Elfride felt rather blank at this lucid statement.
Knight continued, putting away the case: “I felt as anybody naturally would have, you know, that my words on your choice the other day were invidious and unfair, and thought an apology should take a practical shape.”
“Oh yes.”
Elfride was sorry—she could not tell why—that he gave such a legitimate reason. It was a disappointment that he had all the time a cool motive, which might be stated to anybody without raising a smile. Had she known they were offered in that spirit, she would certainly have accepted the seductive gift. And the tantalizing feature was that perhaps he suspected her to imagine them offered as a lover’s token, which was mortifying enough if they were not.
Mrs.

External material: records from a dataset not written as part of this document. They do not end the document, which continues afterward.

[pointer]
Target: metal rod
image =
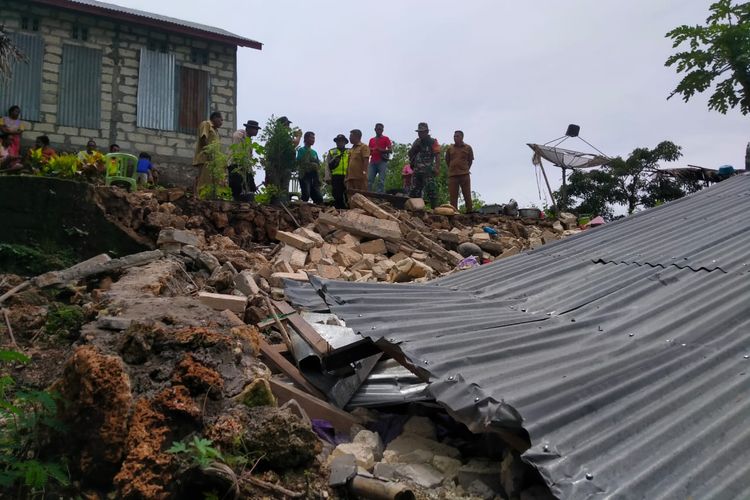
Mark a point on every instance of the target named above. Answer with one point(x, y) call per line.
point(376, 489)
point(548, 186)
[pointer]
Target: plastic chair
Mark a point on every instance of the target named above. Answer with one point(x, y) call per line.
point(121, 167)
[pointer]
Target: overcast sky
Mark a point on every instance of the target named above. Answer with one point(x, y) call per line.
point(505, 72)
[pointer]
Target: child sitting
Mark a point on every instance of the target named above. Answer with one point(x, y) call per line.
point(144, 169)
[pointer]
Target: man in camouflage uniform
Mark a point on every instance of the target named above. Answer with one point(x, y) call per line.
point(424, 157)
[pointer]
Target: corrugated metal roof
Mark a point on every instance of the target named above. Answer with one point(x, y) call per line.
point(150, 19)
point(80, 99)
point(157, 90)
point(24, 87)
point(624, 352)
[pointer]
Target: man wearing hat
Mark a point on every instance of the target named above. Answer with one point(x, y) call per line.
point(236, 178)
point(424, 158)
point(338, 165)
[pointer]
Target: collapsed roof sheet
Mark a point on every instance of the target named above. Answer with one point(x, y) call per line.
point(624, 351)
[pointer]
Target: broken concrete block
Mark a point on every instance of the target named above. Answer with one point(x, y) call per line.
point(245, 283)
point(328, 272)
point(363, 225)
point(448, 466)
point(362, 453)
point(295, 240)
point(221, 302)
point(296, 258)
point(414, 204)
point(371, 440)
point(190, 251)
point(374, 247)
point(209, 261)
point(423, 475)
point(113, 323)
point(420, 426)
point(310, 235)
point(486, 471)
point(277, 279)
point(282, 266)
point(180, 236)
point(314, 256)
point(568, 220)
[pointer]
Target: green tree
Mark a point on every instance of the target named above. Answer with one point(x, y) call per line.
point(719, 49)
point(280, 156)
point(634, 182)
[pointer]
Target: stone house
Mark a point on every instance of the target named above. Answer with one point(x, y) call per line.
point(118, 75)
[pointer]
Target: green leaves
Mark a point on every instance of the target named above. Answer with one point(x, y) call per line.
point(721, 46)
point(200, 450)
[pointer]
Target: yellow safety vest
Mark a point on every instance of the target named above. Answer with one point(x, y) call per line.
point(343, 167)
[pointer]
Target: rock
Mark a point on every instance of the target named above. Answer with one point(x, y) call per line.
point(423, 475)
point(414, 204)
point(223, 277)
point(477, 488)
point(479, 237)
point(221, 302)
point(371, 440)
point(209, 261)
point(180, 236)
point(296, 258)
point(295, 240)
point(190, 251)
point(468, 249)
point(568, 220)
point(257, 393)
point(485, 471)
point(448, 466)
point(407, 443)
point(281, 438)
point(277, 279)
point(245, 283)
point(362, 453)
point(420, 426)
point(328, 272)
point(373, 247)
point(310, 235)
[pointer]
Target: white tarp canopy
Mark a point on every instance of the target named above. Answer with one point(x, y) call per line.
point(566, 158)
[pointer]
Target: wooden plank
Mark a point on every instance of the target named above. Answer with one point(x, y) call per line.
point(314, 407)
point(278, 362)
point(307, 332)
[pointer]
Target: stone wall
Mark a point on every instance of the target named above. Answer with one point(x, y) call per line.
point(120, 43)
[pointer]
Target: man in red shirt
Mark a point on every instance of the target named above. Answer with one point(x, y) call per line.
point(380, 153)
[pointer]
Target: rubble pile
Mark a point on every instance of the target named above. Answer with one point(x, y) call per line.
point(192, 340)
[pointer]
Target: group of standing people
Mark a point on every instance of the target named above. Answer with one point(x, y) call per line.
point(359, 167)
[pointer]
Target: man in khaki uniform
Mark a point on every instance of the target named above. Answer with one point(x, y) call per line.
point(208, 133)
point(359, 159)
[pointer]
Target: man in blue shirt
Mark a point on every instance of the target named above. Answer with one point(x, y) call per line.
point(308, 166)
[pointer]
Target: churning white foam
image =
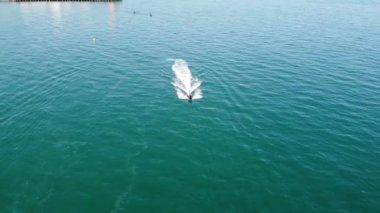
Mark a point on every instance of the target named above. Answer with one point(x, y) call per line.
point(185, 83)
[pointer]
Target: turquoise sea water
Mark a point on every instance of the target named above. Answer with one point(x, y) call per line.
point(289, 122)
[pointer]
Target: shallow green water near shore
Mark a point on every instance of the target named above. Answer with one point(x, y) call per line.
point(289, 122)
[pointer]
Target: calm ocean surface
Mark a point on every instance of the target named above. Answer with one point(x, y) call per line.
point(289, 122)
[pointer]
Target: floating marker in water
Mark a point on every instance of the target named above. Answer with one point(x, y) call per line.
point(186, 85)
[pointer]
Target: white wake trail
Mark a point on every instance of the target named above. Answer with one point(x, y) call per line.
point(186, 85)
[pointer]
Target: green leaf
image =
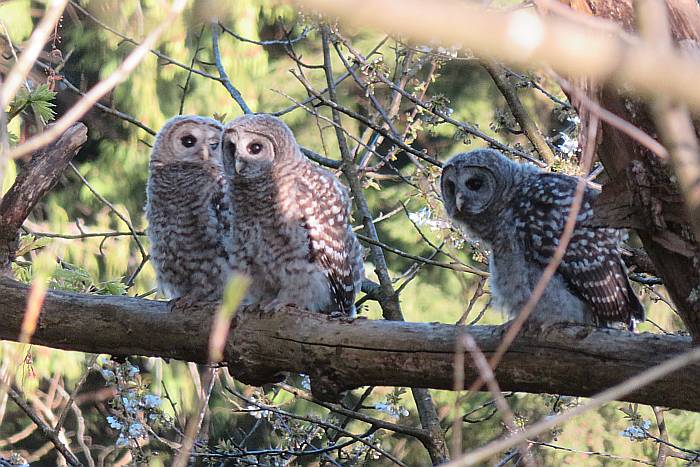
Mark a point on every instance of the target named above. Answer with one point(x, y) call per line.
point(29, 243)
point(39, 99)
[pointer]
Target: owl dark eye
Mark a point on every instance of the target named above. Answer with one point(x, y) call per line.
point(449, 189)
point(474, 184)
point(188, 141)
point(254, 148)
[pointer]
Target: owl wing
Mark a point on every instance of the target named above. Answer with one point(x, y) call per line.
point(325, 208)
point(591, 266)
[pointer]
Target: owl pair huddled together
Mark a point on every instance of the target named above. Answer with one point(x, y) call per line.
point(519, 212)
point(241, 198)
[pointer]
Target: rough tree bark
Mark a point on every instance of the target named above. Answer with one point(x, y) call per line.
point(340, 355)
point(36, 179)
point(642, 193)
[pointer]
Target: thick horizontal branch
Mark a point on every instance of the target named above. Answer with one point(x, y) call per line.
point(341, 354)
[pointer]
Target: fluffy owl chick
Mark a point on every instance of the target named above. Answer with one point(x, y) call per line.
point(519, 211)
point(186, 209)
point(291, 230)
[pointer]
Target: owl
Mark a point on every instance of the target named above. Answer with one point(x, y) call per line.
point(290, 230)
point(519, 212)
point(187, 209)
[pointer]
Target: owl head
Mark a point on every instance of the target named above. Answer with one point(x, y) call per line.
point(254, 144)
point(188, 138)
point(477, 183)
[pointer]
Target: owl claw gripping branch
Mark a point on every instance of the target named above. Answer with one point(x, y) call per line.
point(519, 211)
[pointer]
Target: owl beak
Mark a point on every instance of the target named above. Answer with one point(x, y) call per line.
point(459, 201)
point(240, 166)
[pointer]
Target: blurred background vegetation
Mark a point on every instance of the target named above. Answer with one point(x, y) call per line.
point(115, 161)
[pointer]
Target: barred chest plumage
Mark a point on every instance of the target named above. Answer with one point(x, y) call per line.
point(186, 211)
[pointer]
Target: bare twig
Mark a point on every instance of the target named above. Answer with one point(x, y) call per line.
point(389, 303)
point(46, 430)
point(522, 38)
point(527, 124)
point(615, 392)
point(223, 76)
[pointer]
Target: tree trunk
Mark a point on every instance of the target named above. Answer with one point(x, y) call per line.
point(642, 193)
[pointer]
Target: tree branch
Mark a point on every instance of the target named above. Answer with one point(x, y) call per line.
point(571, 360)
point(500, 77)
point(37, 178)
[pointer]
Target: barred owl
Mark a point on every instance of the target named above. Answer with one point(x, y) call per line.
point(520, 211)
point(291, 229)
point(186, 209)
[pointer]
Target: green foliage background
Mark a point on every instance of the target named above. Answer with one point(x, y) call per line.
point(115, 162)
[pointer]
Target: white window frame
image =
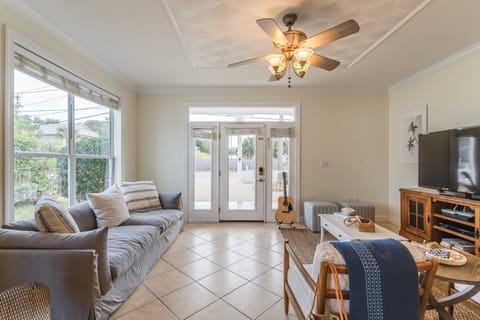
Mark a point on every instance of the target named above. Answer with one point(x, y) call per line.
point(13, 37)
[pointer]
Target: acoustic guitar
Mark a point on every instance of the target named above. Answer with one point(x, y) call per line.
point(285, 212)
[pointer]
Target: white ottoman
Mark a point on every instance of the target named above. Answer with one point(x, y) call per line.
point(363, 209)
point(313, 208)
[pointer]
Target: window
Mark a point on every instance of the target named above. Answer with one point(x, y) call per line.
point(62, 135)
point(242, 114)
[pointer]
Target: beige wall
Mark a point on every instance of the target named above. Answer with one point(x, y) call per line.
point(451, 90)
point(347, 130)
point(74, 61)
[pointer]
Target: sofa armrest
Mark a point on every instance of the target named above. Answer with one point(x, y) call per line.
point(70, 275)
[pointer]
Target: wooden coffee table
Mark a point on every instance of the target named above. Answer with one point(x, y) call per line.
point(334, 224)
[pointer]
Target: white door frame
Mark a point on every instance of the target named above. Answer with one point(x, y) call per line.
point(258, 212)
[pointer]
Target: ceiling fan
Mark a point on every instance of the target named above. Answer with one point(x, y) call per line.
point(296, 49)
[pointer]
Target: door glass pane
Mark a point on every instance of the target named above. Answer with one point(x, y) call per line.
point(241, 172)
point(40, 116)
point(413, 220)
point(202, 193)
point(420, 209)
point(92, 128)
point(420, 223)
point(91, 176)
point(413, 206)
point(280, 155)
point(35, 177)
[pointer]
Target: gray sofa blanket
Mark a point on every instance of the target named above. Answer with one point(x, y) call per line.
point(80, 287)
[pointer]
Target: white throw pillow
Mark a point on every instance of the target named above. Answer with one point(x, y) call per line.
point(51, 216)
point(140, 196)
point(109, 207)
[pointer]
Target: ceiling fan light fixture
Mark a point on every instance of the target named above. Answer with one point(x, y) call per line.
point(277, 63)
point(302, 55)
point(299, 69)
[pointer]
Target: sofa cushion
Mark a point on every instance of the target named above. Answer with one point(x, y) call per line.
point(140, 196)
point(171, 200)
point(95, 240)
point(126, 244)
point(109, 207)
point(51, 216)
point(84, 216)
point(25, 225)
point(162, 219)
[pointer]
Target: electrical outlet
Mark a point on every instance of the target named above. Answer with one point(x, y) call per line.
point(324, 164)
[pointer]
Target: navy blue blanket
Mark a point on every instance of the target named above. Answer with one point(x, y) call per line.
point(383, 280)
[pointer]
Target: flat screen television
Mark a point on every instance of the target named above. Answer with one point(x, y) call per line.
point(449, 161)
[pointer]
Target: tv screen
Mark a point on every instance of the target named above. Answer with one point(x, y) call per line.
point(450, 161)
point(465, 151)
point(434, 160)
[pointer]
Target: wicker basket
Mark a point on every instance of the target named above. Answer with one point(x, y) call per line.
point(366, 225)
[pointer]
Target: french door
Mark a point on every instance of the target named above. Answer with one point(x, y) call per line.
point(235, 171)
point(242, 172)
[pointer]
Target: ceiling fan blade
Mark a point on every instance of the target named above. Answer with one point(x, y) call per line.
point(271, 28)
point(241, 63)
point(323, 62)
point(334, 33)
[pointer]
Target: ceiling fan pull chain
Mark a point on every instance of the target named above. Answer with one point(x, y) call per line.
point(289, 76)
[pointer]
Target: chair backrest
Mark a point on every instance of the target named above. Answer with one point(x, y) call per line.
point(28, 301)
point(426, 272)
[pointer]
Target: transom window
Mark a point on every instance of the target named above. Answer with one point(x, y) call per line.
point(242, 114)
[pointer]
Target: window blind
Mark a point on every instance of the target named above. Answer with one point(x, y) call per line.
point(38, 67)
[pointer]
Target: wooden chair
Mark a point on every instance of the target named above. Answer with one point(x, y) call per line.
point(426, 271)
point(25, 301)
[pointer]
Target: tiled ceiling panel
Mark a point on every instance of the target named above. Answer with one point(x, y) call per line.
point(218, 32)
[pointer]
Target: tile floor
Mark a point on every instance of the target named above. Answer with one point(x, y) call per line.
point(214, 271)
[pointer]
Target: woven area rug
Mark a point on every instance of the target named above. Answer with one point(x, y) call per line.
point(304, 242)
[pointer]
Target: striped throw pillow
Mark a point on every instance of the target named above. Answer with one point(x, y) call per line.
point(140, 196)
point(51, 216)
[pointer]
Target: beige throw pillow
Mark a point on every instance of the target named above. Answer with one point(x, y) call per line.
point(51, 216)
point(141, 196)
point(109, 207)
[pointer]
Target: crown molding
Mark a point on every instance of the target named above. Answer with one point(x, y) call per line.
point(224, 90)
point(24, 10)
point(437, 66)
point(390, 32)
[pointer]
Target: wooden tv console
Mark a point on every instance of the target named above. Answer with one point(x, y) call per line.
point(422, 218)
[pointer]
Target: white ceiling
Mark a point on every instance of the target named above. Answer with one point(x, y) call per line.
point(187, 43)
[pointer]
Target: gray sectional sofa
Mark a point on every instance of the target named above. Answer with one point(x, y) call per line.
point(91, 273)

Swancourt came now to where they were sitting, to select a flat boulder for spreading their table-cloth upon, and, amid the discussion on that subject, the matter pending between Knight and Elfride was shelved for a while. He read her refusal so certainly as the bashfulness of a girl in a novel position, that, upon the whole, he could tolerate such a beginning. Could Knight have been told that it was a sense of fidelity struggling against new love, whilst no less assuring as to his ultimate victory, it might have entirely abstracted the wish to secure it.
At the same time a slight constraint of manner was visible between them for the remainder of the afternoon. The tide turned, and they were obliged to ascend to higher ground. The day glided on to its end with the usual quiet dreamy passivity of such occasions—when every deed done and thing thought is in endeavouring to avoid doing and thinking more. Looking idly over the verge of a crag, they beheld their stone dining-table gradually being splashed upon and their crumbs and fragments all washed away by the incoming sea. The vicar drew a moral lesson from the scene; Knight replied in the same satisfied strain. And then the waves rolled in furiously—the neutral green-and-blue tongues of water slid up the slopes, and were metamorphosed into foam by a careless blow, falling back white and faint, and leaving trailing followers behind.